Correlation Between John Hancock and Allianzgi Convertible
Can any of the company-specific risk be diversified away by investing in both John Hancock and Allianzgi Convertible at the same time? Although using a correlation coefficient on its own may not help to predict future stock returns, this module helps to understand the diversifiable risk of combining John Hancock and Allianzgi Convertible into the same portfolio, which is an essential part of the fundamental portfolio management process.
By analyzing existing cross correlation between John Hancock Trust and Allianzgi Convertible Income, you can compare the effects of market volatilities on John Hancock and Allianzgi Convertible and check how they will diversify away market risk if combined in the same portfolio for a given time horizon. You can also utilize pair trading strategies of matching a long position in John Hancock with a short position of Allianzgi Convertible. Check out your portfolio center. Please also check ongoing floating volatility patterns of John Hancock and Allianzgi Convertible.
Diversification Opportunities for John Hancock and Allianzgi Convertible
0.85 | Correlation Coefficient |
Very poor diversification
The 3 months correlation between John and Allianzgi is 0.85. Overlapping area represents the amount of risk that can be diversified away by holding John Hancock Trust and Allianzgi Convertible Income in the same portfolio, assuming nothing else is changed. The correlation between historical prices or returns on Allianzgi Convertible and John Hancock is a relative statistical measure of the degree to which these equity instruments tend to move together. The correlation coefficient measures the extent to which returns on John Hancock Trust are associated (or correlated) with Allianzgi Convertible. Values of the correlation coefficient range from -1 to +1, where. The correlation of zero (0) is possible when the price movement of Allianzgi Convertible has no effect on the direction of John Hancock i.e., John Hancock and Allianzgi Convertible go up and down completely randomly.
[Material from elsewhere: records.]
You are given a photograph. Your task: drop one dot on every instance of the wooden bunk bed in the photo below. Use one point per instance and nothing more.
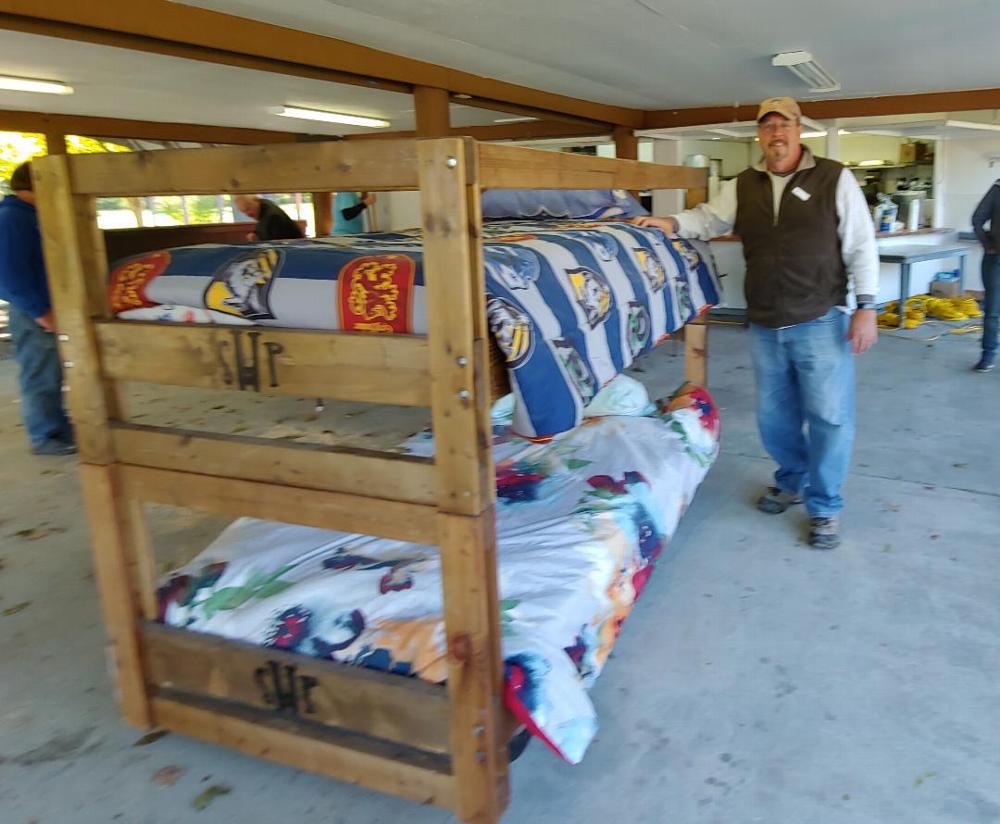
(444, 745)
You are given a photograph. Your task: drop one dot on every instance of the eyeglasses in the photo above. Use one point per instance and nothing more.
(777, 125)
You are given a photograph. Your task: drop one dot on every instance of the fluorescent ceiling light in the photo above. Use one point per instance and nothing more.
(25, 84)
(807, 70)
(728, 133)
(331, 117)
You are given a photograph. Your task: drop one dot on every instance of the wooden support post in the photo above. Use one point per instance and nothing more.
(453, 270)
(626, 143)
(432, 111)
(76, 264)
(696, 352)
(322, 213)
(55, 143)
(111, 520)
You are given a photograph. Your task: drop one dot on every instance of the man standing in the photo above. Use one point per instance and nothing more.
(272, 222)
(808, 239)
(988, 211)
(32, 326)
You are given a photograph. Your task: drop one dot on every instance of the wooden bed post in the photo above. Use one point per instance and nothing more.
(453, 271)
(77, 273)
(432, 116)
(322, 213)
(696, 332)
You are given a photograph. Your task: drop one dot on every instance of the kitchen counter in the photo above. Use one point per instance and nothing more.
(878, 235)
(912, 232)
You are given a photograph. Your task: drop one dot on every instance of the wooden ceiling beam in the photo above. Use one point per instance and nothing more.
(119, 128)
(530, 130)
(164, 27)
(886, 105)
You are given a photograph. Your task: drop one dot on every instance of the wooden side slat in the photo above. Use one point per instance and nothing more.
(335, 469)
(288, 167)
(337, 365)
(349, 758)
(515, 167)
(289, 504)
(379, 704)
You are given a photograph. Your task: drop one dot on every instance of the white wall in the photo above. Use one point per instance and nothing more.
(735, 155)
(962, 174)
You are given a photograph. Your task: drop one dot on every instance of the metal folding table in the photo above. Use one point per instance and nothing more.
(907, 255)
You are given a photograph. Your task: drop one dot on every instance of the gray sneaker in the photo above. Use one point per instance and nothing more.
(986, 363)
(55, 446)
(824, 533)
(775, 501)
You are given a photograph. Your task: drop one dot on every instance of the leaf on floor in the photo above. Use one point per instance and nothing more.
(17, 608)
(208, 796)
(167, 776)
(151, 738)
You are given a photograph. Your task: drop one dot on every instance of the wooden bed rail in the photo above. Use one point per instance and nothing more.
(446, 746)
(349, 165)
(351, 366)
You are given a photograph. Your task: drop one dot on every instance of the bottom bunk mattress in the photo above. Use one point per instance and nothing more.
(581, 520)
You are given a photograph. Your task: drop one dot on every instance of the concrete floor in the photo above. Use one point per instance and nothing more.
(757, 681)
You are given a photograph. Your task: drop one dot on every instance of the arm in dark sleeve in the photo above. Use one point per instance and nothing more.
(352, 212)
(274, 224)
(987, 207)
(22, 269)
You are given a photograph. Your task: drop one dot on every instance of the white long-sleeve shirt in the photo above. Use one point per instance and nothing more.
(854, 225)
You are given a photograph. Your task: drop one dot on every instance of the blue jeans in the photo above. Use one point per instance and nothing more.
(991, 323)
(805, 406)
(40, 379)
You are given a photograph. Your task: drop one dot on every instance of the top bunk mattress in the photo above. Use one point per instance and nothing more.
(571, 304)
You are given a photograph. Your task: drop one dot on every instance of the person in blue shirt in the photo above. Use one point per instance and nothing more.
(988, 211)
(32, 326)
(348, 212)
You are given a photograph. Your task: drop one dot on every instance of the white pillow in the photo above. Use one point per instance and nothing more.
(622, 395)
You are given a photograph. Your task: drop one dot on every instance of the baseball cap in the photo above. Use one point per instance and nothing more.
(784, 106)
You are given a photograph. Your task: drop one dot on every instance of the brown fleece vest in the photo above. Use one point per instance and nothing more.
(795, 272)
Pair Corralation between John Hancock and Allianzgi Convertible
Assuming the 90 days horizon John Hancock is expected to generate 1.2 times less return on investment than Allianzgi Convertible. In addition to that, John Hancock is 1.79 times more volatile than Allianzgi Convertible Income. It trades about 0.06 of its total potential returns per unit of risk. Allianzgi Convertible Income is currently generating about 0.12 per unit of volatility. If you would invest 352.00 in Allianzgi Convertible Income on September 29, 2024 and sell it today you would earn a total of 39.00 from holding Allianzgi Convertible Income or generate 11.08% return on investment over 90 days.
Time Period | 3 Months [change] |
Direction | Moves Together |
Strength | Strong |
Accuracy | 99.21% |
Values | Daily Returns |
John Hancock Trust vs. Allianzgi Convertible Income
Performance |
Timeline |
John Hancock Trust |
Allianzgi Convertible |
John Hancock and Allianzgi Convertible Volatility Contrast
Predicted Return Density |
Returns |
Pair Trading with John Hancock and Allianzgi Convertible
The main advantage of trading using opposite John Hancock and Allianzgi Convertible positions is that it hedges away some unsystematic risk. Because of two separate transactions, even if John Hancock position performs unexpectedly, Allianzgi Convertible can make up some of the losses. Pair trading also minimizes risk from directional movements in the market. For example, if an entire industry or sector drops because of unexpected headlines, the short position in Allianzgi Convertible will offset losses from the drop in Allianzgi Convertible's long position.John Hancock vs. Lord Abbett Government | John Hancock vs. Virtus Seix Government | John Hancock vs. Dreyfus Government Cash | John Hancock vs. Short Term Government Fund |
Allianzgi Convertible vs. Alliancebernstein Bond | Allianzgi Convertible vs. T Rowe Price | Allianzgi Convertible vs. Guidemark E Fixed | Allianzgi Convertible vs. Morningstar Defensive Bond |
Check out your portfolio center.Note that this page's information should be used as a complementary analysis to find the right mix of equity instruments to add to your existing portfolios or create a brand new portfolio. You can also try the Theme Ratings module to determine theme ratings based on digital equity recommendations. Macroaxis theme ratings are based on combination of fundamental analysis and risk-adjusted market performance.